Desempeño de los negocios estratégicos

Cemento

Es importante recordar que estamos presentes en el negocio de cemento desde hace más de 80 años y, pese a los vaivenes naturales de la economía, representa la apuesta más madura de nuestro Grupo Empresarial.

Durante 2017, Cementos Argos continuó preparándose para el futuro, gracias a una trayectoria de crecimiento que le ha permitido consolidar una base de activos cementeros y concreteros, interconectada y privilegiada en las Américas.

Con este contexto, hay que recordar que continuamos enfrentando disrupciones en la industria y retos en los principales mercados, por lo que nos concentramos en avanzar en la transformación productiva, la desinversión de activos no estratégicos y la consolidación de adquisiciones. Estos tres focos permitieron sembrar las semillas para garantizar una mayor competitividad, con una marca potente y valorada por nuestros clientes, así como una mejor rentabilidad sobre el capital empleado.

En cuanto a transformación productiva, nos acercamos a nuestros clientes al ampliar nuestra propuesta de valor por medio de la innovación. En este sentido, en 2017 lanzamos el mayor número de nuevos productos al mercado colombiano. Este esfuerzo dio origen, además, a dos nuevas compañías: Agregados Argos en el mercado de los agregados y Granulados Reciclados, Greco, donde se reciclan residuos de construcción. Estos emprendimientos permiten mejorar la posición competitiva y, a la vez, incursionar en nuevos sectores.

Paralelamente, la búsqueda de la excelencia nos llevó a concentrar esfuerzos en el programa BEST (Building Efficiency and Sustainability for Tomorrow), lo que permitió la transformación productiva de la red de plantas, recurrir a nuevos materiales cementantes y al uso de combustibles alternativos.
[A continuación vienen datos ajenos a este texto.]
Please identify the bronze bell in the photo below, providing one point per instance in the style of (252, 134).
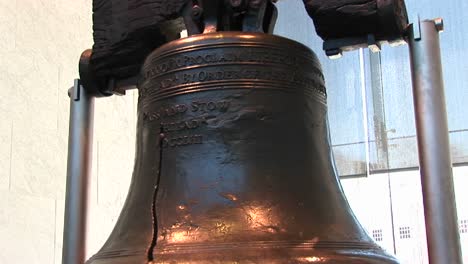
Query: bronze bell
(233, 160)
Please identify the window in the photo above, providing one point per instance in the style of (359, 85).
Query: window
(463, 226)
(377, 235)
(405, 232)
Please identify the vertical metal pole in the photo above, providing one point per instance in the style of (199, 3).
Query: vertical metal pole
(80, 141)
(433, 143)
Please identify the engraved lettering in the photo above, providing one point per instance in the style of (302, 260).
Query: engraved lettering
(182, 141)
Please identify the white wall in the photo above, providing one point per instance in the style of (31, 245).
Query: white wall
(40, 44)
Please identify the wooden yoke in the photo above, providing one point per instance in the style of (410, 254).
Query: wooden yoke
(126, 31)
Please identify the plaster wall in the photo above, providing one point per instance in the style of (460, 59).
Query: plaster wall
(40, 44)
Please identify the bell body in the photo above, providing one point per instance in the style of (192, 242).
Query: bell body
(233, 161)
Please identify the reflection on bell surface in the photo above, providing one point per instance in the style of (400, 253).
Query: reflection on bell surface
(233, 161)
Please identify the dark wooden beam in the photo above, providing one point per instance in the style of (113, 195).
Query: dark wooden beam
(338, 19)
(126, 31)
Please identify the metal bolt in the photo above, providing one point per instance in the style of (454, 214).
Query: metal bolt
(439, 22)
(255, 4)
(236, 3)
(197, 12)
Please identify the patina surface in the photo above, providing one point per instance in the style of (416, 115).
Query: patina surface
(233, 160)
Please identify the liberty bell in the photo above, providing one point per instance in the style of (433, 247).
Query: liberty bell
(233, 159)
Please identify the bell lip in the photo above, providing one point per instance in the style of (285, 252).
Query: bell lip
(234, 37)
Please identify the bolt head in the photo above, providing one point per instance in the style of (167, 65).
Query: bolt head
(236, 3)
(439, 22)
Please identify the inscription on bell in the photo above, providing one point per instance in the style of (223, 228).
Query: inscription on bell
(192, 107)
(214, 57)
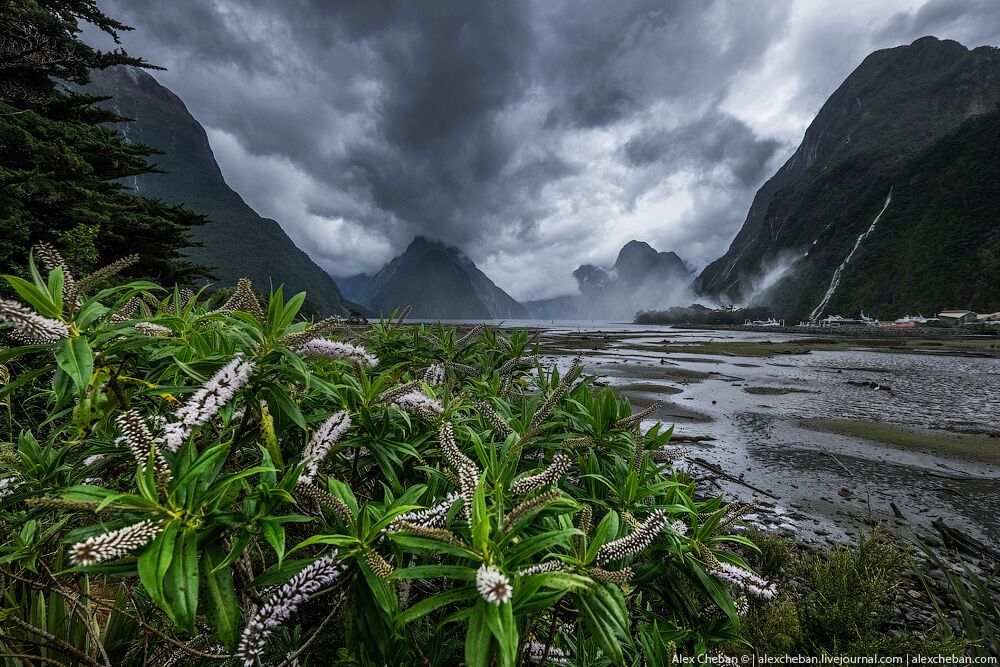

Logramos una reducción de USD 11 en el costo de producción por tonelada en Colombia, lo que posiciona a Cementos Argos como una de las cementeras más eficientes de Latinoamérica.

Los resultados son visibles en la rentabilidad en Colombia, en donde logramos una reducción de USD 11 en el costo de producción por tonelada, que permitió un margen ebitda cercano al 20% en esta región. Estos esfuerzos han contrarrestado, de manera significativa, el impacto de la caída del 23% de los precios en Colombia, al dejar una operación preparada para continuar como líderes en el mercado del cemento en el país.

En cuanto al ambicioso plan de desinversiones formulado para ser más competitivos y rentables, en 2017 vendimos activos no operativos por USD 82 millones y en el primer trimestre de 2018 completamos la desinversión de tres plantas de autogeneración eléctrica en Colombia por USD 57,5 millones.

Estas iniciativas, que son parte de la estrategia de desinversiones por USD 500 millones, asociadas a la adquisición de la planta cementera en Martinsburg, permiten alcanzar una mayor flexibilidad financiera, maximizar el retorno sobre el capital empleado y concentrarnos en los negocios de cemento, concreto y agregados, donde seguimos viendo señales de crecimiento relevantes para el futuro.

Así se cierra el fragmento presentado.